À ce jour, la Martinique compte donc trois PER actifs ou en instruction, tous localisés sur des zones d’intérêt géothermique validé :

  • Le PER Montagne Pelée, en instruction, couvre six communes du nord (Grand-Rivière, Ajoupa-Bouillon, Macouba, etc.).
  • Le PER Cœur Martinique, validé en 2023, cible la plaine du Lamentin pour des usages thermiques.
  • Le PER Pointe Sud-Ouest, validé en juin 2024, concerne les communes des Anses d’Arlet, du Diamant et des Trois-Îlets.

Cette structuration juridique du sous-sol constitue un prérequis indispensable à toute exploration approfondie. Elle pourrait ouvrir la voie à des projets pilotes ou industriels, à condition que les enjeux environnementaux soient intégrés dès la conception.
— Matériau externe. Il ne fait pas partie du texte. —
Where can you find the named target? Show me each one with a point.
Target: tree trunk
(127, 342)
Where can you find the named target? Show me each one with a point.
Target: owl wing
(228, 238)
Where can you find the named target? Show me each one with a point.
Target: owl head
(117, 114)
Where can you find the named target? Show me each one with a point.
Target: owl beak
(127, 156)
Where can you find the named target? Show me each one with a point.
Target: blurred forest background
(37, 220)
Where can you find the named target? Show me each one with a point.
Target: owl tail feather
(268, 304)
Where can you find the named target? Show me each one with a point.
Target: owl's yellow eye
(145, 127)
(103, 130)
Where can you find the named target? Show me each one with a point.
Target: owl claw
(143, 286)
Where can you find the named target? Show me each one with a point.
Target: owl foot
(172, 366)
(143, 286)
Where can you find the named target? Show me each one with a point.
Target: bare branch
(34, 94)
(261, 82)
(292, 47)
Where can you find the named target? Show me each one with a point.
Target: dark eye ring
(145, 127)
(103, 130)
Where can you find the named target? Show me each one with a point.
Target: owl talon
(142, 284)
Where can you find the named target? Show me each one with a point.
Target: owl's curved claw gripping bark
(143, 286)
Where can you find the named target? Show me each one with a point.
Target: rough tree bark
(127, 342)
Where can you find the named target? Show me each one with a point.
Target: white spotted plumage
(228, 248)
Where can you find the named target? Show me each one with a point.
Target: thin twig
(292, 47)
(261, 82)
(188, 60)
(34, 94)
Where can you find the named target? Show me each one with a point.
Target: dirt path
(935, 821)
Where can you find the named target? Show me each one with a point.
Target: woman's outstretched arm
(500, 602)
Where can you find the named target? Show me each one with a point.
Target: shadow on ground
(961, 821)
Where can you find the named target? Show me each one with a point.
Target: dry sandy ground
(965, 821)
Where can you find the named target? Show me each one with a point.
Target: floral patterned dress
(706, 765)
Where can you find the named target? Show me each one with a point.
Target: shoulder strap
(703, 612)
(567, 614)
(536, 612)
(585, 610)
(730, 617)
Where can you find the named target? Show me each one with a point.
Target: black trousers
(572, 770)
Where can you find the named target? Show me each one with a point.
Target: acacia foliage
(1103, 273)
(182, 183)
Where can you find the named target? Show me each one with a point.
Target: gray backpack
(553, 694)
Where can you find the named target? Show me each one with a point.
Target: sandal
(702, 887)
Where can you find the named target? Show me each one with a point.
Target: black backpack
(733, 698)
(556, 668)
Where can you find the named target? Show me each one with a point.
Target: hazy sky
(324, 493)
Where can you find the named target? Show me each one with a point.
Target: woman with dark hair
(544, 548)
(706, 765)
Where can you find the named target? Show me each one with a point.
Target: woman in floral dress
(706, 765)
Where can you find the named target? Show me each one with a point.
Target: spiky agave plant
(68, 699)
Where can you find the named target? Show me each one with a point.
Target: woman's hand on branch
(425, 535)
Quelle place pour la géothermie dans le mix énergétique martiniquais ?

Contrairement à la Guadeloupe, où la centrale de Bouillante produit déjà plus de 6 % de l’électricité insulaire, la Martinique ne pourra pas, à court terme, s’appuyer sur la géothermie pour sa production électrique. Les caractéristiques du sous-sol rendent cette option peu réaliste à l’heure actuelle.

En revanche, la filière pourrait émerger sous une autre forme : la fourniture de froid renouvelable, particulièrement pertinente dans un contexte tropical. Cette orientation ouvre une niche technologique à fort potentiel pour les bâtiments tertiaires, les industries agroalimentaires ou les infrastructures publiques (hôpitaux, écoles, etc.).
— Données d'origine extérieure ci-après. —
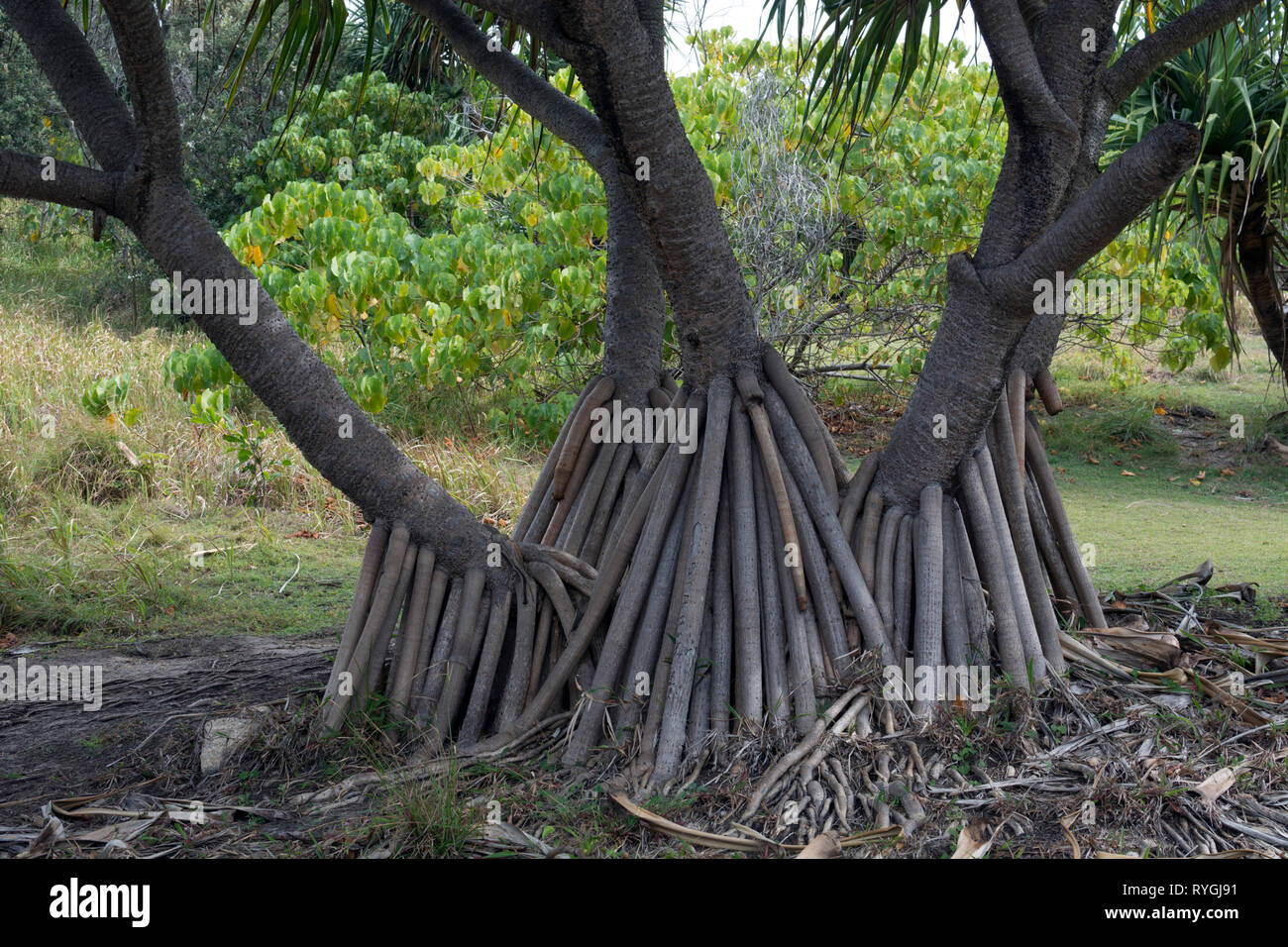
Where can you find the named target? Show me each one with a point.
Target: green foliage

Encore en phase exploratoire, les projets martiniquais devront faire la démonstration de leur efficacité technique, de leur viabilité économique et de leur compatibilité avec les politiques environnementales locales. Un défi complexe, mais porteur d’avenir.


Source : ADEME – Philippe Laplaige, État des lieux de la géothermie dans l’outre-mer français, février 2025.


En Martinique, la géothermie sort progressivement de l’ombre. Si la voie de l’électricité reste fermée, celle du froid renouvelable semble s’ouvrir pas à pas. À travers les permis attribués et l’intérêt d’industriels reconnus, le territoire amorce une transition originale, plus adaptée à son potentiel et à ses contraintes. Reste désormais à transformer les promesses géothermiques en solutions concrètes pour l’autonomie énergétique insulaire.